1. Pest management strategies should be informed by research on a broad suite of biotic and abiotic interactions. We used a life table response experiment (LTRE) to assess the reliability of ragwort Jacobaea vulgaris management recommendations based on interactions of (i) time of disturbance to initiate experimental units, (ii) herbivory from two biological control organisms, the cinnabar moth Tyria jacobaeae and ragwort flea beetle Longitarsus jacobaeae and (iii) interspecific competition by perennial grasses.
2. Our LTRE combines a factorial experiment with a linear, deterministic matrix model for ragwort populations representing transitions among three stages: 1st year juveniles, ≥2nd year juveniles and adults. Elasticity analysis identified potentially vulnerable ragwort transitions, and a contributions analysis confirmed which treatments influenced these transitions. Ultimate treatment effects were quantified as the reduction in population growth rates and time to local extinction.
3. Elasticity analyses found the ragwort’s biennial pathway, juvenile to adult transition and fertility transition were most influential and most amenable to manipulation across all community configurations. The flea beetle and perennial grass competition had negative effects on survival and fertility, whereas the cinnabar moth only reduced fertility and induced the perennial pathway.
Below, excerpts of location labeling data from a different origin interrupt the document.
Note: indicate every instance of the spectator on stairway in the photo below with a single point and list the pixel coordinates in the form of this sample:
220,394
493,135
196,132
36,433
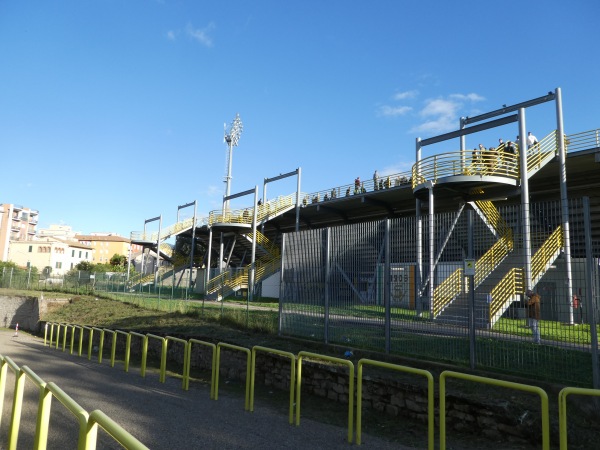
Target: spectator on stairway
531,140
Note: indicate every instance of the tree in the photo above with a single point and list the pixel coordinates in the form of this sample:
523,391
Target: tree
85,266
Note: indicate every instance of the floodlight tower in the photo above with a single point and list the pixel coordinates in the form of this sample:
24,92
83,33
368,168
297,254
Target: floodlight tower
231,139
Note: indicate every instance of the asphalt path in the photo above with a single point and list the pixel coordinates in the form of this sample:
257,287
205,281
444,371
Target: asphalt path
160,415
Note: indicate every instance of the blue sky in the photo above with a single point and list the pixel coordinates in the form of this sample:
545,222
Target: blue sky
112,112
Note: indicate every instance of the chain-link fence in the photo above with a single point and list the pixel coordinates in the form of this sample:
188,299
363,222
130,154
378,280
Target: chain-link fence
451,288
84,282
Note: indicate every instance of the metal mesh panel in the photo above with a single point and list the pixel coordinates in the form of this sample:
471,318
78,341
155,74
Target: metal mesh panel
349,285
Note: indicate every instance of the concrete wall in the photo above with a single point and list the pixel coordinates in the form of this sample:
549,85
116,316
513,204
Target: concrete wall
24,310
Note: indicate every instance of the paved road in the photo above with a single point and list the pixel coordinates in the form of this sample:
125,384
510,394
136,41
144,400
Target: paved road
161,415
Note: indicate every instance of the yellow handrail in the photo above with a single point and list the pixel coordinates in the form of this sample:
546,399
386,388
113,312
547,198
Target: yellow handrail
446,291
545,253
509,286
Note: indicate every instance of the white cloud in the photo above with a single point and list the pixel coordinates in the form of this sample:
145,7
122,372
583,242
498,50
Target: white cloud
468,97
405,95
442,114
202,35
393,111
439,107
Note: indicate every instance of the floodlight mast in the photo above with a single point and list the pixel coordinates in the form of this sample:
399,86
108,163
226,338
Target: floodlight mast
231,139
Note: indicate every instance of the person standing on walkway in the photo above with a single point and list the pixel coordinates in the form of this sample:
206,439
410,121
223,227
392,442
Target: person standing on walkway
531,140
533,313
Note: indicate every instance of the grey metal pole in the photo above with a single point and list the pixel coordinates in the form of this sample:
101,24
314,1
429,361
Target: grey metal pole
221,253
207,273
129,261
463,146
298,200
564,201
281,284
193,246
472,348
431,247
228,181
419,242
253,258
387,289
327,236
525,198
591,292
157,256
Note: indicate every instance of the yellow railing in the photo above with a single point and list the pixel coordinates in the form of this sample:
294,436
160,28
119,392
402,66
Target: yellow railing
509,286
512,283
398,368
166,249
493,382
88,423
492,258
544,150
265,243
494,218
332,360
446,291
583,141
245,215
165,232
491,162
295,380
546,252
452,286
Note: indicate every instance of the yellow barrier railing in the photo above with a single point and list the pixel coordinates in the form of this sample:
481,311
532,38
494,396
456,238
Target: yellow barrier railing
446,291
562,410
399,368
510,285
549,249
583,141
331,359
127,349
452,286
87,436
543,151
292,357
493,382
245,215
296,376
185,357
213,374
491,259
221,345
496,162
165,232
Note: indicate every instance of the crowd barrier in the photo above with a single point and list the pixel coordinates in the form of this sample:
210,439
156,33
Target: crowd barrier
88,422
296,378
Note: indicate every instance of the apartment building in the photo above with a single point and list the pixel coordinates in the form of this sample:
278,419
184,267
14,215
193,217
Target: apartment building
50,255
105,245
18,224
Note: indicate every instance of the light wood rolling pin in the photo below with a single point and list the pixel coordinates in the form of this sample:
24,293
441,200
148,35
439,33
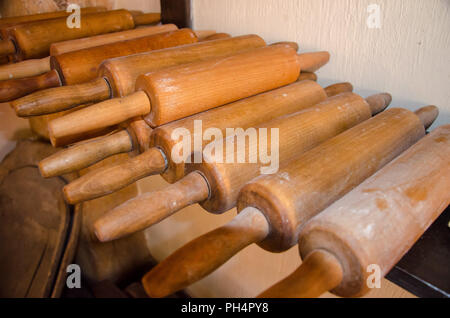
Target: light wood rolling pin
82,65
135,138
34,67
376,223
8,23
245,113
117,76
274,208
216,185
174,93
120,75
33,40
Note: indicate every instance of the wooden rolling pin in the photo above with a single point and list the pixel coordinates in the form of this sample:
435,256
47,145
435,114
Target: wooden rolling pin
32,40
245,113
117,76
82,65
34,67
8,21
173,93
6,24
81,156
215,185
376,223
274,208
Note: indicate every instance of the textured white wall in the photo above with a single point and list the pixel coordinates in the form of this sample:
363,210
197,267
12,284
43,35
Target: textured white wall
408,57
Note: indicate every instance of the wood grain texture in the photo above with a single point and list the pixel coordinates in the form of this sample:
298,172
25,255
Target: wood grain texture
16,88
25,68
118,75
33,39
221,81
410,41
102,39
319,273
82,65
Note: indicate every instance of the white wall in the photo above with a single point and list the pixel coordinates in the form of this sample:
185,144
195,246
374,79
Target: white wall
408,57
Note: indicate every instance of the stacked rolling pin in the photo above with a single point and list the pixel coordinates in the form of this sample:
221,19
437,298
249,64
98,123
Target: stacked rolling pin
347,175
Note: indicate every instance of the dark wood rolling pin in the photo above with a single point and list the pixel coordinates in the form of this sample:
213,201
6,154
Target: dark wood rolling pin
274,208
82,65
33,40
34,67
376,223
246,113
173,93
6,24
135,139
215,184
117,76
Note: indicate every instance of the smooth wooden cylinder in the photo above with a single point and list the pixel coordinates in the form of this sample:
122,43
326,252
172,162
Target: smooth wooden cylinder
25,68
121,73
167,277
86,153
319,272
15,88
45,16
82,65
79,190
83,121
118,75
243,113
297,133
380,220
324,174
220,81
57,99
121,221
33,39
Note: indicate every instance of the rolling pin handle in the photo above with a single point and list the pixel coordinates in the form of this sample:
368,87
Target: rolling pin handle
379,102
7,47
311,62
338,88
427,115
320,272
112,178
16,88
62,98
203,255
85,154
150,208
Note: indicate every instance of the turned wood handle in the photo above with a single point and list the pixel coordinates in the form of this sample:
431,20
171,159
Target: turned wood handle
108,179
307,76
57,99
147,18
216,36
427,115
311,62
7,48
338,88
150,208
16,88
25,69
101,115
320,272
206,253
379,102
85,154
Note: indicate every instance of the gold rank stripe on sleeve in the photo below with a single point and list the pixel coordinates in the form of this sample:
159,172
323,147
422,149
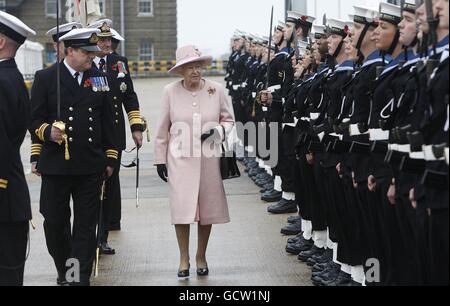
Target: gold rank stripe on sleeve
3,184
40,132
36,149
134,117
112,154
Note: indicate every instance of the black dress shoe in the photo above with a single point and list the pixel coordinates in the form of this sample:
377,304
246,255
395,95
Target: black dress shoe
294,219
203,271
295,239
303,256
292,229
266,188
283,207
326,257
301,246
354,284
61,280
184,273
327,276
343,279
105,249
320,267
272,196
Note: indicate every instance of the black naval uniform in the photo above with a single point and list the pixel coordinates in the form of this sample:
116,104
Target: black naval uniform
356,110
15,210
91,143
435,179
123,96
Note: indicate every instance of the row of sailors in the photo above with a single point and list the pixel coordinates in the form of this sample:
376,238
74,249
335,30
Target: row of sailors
362,114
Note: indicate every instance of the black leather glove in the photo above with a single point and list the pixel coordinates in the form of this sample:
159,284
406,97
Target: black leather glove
212,133
162,172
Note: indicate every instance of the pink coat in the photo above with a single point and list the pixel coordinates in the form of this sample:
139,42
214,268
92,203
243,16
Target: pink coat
197,193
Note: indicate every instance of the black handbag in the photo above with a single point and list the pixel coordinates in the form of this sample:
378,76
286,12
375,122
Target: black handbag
228,164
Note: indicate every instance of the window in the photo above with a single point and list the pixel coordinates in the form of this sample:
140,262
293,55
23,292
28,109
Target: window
145,8
102,4
146,51
50,8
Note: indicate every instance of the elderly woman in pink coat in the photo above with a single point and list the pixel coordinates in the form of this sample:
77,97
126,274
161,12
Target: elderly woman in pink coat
196,118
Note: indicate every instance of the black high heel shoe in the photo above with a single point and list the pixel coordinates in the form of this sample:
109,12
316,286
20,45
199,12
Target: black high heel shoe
203,271
184,273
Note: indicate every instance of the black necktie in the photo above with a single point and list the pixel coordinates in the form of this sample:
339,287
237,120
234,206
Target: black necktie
102,65
76,75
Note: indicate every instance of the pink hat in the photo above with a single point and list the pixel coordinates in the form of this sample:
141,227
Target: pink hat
189,54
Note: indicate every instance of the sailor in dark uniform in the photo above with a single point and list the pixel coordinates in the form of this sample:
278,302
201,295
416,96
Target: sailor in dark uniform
79,152
380,173
354,116
434,135
306,190
36,144
124,96
15,209
116,40
297,30
272,101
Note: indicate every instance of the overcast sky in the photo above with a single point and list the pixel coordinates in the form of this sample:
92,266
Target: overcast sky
209,24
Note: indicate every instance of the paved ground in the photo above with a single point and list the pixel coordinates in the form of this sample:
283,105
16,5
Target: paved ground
247,252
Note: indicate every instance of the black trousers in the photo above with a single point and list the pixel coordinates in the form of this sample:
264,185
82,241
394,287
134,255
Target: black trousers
422,250
319,208
338,217
308,194
351,225
405,239
13,249
288,159
55,206
239,111
112,205
439,250
382,214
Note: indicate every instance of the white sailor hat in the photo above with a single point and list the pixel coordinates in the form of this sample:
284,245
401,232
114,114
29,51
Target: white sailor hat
303,47
117,36
409,6
319,31
14,28
390,13
85,39
273,46
304,44
63,30
307,20
104,25
338,27
293,17
99,23
365,15
281,26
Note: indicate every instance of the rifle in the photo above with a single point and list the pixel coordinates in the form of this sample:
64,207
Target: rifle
99,229
58,123
433,23
270,45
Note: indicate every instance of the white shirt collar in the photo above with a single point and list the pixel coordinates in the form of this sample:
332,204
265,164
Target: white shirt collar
73,71
97,60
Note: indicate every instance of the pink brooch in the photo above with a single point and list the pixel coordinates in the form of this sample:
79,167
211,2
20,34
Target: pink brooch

4. All combinations of insects or increased plant competition reduced the growth rate of ragwort. Full interspecific competition and the flea beetle resulted in a significantly greater and faster decline in the ragwort populations than the cinnabar moth. Moreover, this pattern was consistent between two times of initial disturbance.
5.Synthesis and applications. Maximizing plant competition provides the fastest way to control ragwort. If this option is unavailable, for example, grazed or disturbed land, the ragwort flea beetle provides excellent management to lower ragwort densities without the potential nontarget effects of the cinnabar moth. Factorial experiments and matrix models help to evaluate interacting factors that influence invasive species’ vulnerabilities, inform how to intervene in a weed life cycle to reduce weed abundance and confirm recommendations that are robust to community variation.